You know what they say, "Once you go Mac, you'll never go back". Best move I ever made was getting a mac.

I would consider speccing it from individual parts. I wanted a machine that included redundant hard drives for data protection, a powerful CPU and graphics card and lots of RAM, and almost completely silent. I built this machine from scratch and am very happy with it.

First, the machines from major manufacturers like Dell include very little variety. You have a "choice" of a powerhouse that sounds like a jet taking off or an anemic machine that is silent. No manufacturer made anything like what I wanted. There is a huge variety in enthusiast parts.

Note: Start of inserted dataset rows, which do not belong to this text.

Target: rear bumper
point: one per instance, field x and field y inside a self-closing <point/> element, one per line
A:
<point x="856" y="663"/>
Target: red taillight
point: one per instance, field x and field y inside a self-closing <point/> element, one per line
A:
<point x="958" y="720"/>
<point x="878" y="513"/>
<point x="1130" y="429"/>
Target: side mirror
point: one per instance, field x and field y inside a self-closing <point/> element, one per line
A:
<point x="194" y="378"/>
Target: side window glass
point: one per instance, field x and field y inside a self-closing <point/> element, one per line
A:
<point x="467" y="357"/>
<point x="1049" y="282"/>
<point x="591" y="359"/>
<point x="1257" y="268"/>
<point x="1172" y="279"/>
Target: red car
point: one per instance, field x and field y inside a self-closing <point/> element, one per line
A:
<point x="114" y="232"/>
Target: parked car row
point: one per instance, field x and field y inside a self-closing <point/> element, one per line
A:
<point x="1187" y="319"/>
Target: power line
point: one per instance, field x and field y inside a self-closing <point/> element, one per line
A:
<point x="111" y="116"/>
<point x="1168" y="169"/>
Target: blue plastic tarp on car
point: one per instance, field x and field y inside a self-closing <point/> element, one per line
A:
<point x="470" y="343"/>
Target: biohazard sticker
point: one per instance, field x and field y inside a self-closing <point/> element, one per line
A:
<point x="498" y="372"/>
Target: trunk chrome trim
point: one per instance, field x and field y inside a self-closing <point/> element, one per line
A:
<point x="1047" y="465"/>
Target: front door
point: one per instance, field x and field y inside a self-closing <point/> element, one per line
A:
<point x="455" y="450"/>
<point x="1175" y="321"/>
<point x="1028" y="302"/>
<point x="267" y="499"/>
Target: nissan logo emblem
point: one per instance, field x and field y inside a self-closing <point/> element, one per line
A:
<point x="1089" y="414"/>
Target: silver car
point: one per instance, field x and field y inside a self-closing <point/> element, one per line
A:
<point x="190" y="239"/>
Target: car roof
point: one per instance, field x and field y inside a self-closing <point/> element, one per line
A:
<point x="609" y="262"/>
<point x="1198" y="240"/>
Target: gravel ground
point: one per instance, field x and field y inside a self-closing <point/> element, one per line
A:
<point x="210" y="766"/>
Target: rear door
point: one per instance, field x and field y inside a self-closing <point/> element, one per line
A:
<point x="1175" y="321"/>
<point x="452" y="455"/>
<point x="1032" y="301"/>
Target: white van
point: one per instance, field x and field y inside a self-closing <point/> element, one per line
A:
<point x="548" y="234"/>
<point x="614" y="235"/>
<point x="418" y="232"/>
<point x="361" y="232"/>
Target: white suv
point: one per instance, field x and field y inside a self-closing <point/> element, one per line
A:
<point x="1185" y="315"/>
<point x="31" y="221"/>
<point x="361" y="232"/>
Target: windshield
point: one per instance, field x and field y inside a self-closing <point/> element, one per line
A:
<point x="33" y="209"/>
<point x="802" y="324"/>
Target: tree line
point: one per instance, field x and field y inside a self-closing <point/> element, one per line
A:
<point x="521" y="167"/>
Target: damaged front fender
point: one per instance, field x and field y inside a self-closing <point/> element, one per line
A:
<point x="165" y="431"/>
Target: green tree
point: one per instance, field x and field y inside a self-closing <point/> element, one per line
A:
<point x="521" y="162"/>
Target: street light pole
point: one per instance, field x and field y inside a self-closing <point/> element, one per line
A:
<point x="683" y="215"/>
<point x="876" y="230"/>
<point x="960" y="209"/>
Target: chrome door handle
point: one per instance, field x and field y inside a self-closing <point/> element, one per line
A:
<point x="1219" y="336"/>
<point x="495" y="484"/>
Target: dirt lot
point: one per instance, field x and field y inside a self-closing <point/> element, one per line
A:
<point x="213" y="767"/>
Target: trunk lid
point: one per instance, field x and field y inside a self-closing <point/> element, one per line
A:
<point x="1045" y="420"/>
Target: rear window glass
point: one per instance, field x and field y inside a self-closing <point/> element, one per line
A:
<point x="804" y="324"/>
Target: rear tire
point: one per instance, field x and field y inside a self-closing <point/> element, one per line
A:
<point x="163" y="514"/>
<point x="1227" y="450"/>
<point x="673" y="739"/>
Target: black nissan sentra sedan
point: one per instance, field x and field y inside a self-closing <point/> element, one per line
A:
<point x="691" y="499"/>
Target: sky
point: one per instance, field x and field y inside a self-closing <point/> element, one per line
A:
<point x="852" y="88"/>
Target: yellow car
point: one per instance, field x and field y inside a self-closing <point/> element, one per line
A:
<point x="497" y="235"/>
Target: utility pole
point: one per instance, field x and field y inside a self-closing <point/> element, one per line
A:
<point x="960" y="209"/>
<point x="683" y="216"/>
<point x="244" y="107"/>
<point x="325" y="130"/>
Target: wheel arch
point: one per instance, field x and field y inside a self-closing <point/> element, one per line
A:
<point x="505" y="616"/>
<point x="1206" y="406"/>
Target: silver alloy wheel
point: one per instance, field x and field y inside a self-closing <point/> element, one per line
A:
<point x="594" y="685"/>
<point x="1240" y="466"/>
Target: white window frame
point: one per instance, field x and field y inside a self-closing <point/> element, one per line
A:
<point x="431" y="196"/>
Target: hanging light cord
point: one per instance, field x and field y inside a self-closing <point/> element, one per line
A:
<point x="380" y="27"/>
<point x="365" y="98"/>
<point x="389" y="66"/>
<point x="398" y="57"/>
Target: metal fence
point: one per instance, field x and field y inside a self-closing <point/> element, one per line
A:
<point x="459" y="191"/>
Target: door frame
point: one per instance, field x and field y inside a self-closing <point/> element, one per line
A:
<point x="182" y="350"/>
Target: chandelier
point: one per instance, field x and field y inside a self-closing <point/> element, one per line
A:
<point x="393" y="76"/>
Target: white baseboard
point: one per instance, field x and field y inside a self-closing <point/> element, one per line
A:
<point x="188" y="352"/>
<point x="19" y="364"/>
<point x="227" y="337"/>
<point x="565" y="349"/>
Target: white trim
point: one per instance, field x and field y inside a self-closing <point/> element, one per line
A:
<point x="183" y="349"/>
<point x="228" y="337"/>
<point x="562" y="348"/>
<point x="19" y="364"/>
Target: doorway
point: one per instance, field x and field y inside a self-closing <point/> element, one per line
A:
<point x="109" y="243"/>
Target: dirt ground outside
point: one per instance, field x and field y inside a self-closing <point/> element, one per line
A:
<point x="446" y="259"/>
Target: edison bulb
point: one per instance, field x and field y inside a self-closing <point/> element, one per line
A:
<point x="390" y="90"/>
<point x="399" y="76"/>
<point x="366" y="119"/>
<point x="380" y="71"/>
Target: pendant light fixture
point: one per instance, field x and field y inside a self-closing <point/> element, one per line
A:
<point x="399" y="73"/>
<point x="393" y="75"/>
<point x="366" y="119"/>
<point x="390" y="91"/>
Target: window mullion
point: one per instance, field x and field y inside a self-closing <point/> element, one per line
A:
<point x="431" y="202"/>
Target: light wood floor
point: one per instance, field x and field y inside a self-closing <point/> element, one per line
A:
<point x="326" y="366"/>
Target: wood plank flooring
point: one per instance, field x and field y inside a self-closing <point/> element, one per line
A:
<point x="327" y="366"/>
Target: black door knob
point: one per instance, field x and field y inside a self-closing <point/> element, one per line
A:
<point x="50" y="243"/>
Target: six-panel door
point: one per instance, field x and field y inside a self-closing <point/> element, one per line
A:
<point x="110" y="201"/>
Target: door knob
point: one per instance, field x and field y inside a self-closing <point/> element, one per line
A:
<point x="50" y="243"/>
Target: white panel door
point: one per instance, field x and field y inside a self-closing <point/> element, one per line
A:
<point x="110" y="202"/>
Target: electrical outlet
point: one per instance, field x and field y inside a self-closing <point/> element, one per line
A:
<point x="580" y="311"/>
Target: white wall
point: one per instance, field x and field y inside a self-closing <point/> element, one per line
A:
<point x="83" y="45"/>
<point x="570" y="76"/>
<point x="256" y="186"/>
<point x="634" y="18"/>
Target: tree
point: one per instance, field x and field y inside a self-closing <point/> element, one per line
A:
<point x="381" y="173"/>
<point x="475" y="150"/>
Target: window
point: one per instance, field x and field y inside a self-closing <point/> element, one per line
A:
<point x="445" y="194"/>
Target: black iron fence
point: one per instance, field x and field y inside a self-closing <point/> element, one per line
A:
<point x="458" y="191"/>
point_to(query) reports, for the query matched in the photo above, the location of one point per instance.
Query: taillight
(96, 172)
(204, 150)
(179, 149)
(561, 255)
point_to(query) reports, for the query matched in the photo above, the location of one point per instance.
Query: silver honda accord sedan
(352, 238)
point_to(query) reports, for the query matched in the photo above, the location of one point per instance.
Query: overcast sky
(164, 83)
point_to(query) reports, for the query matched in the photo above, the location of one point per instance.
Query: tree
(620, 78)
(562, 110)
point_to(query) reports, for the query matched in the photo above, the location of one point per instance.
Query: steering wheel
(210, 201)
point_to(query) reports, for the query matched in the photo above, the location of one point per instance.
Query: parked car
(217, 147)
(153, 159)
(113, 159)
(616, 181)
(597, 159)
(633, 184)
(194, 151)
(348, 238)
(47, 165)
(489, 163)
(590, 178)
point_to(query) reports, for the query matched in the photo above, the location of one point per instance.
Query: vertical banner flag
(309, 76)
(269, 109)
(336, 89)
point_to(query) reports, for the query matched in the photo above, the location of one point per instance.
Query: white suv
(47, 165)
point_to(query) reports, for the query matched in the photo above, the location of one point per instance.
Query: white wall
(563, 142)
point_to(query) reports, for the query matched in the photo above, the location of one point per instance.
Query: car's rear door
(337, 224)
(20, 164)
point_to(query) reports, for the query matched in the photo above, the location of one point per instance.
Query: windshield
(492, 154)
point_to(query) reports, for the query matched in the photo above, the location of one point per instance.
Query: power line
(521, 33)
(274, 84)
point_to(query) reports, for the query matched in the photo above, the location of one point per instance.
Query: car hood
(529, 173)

Second, I got higher quality components. I've cracked open Dell machines half a dozen times and found poor quality parts. For example, my parents were having trouble playing a train game with 3d graphics. The board had a video card slot, but it turned out Dell had disabled the video slot in the BIOS to prevent it from being upgraded. As a result my parents had to buy a brand new machine they did not need. I also bought four machines from Dell one time and all four died within 9 months. It turned out the drives they used had been recalled by the manufacturer before Dell shipped them. Manufacturers like Dell compete on price not on quality. You will get far better quality parts from a custom build.

I would consider picking the individual parts yourself and either putting it together yourself or getting your favorite shop to build it. I can give more details or parts recommendations if you are interested in going this route.

Thanks for the recommendation of Metro Computer Works. Took our dead laptop to them yesterday to try to recover the data that was there. He had the same recommendation for us - turn the hard drive into a portable drive - but didn't have any boxes on hand. I asked him if I could find the appropriate equipment at Frye's and he sent me on my way to do it on my own - no charge even!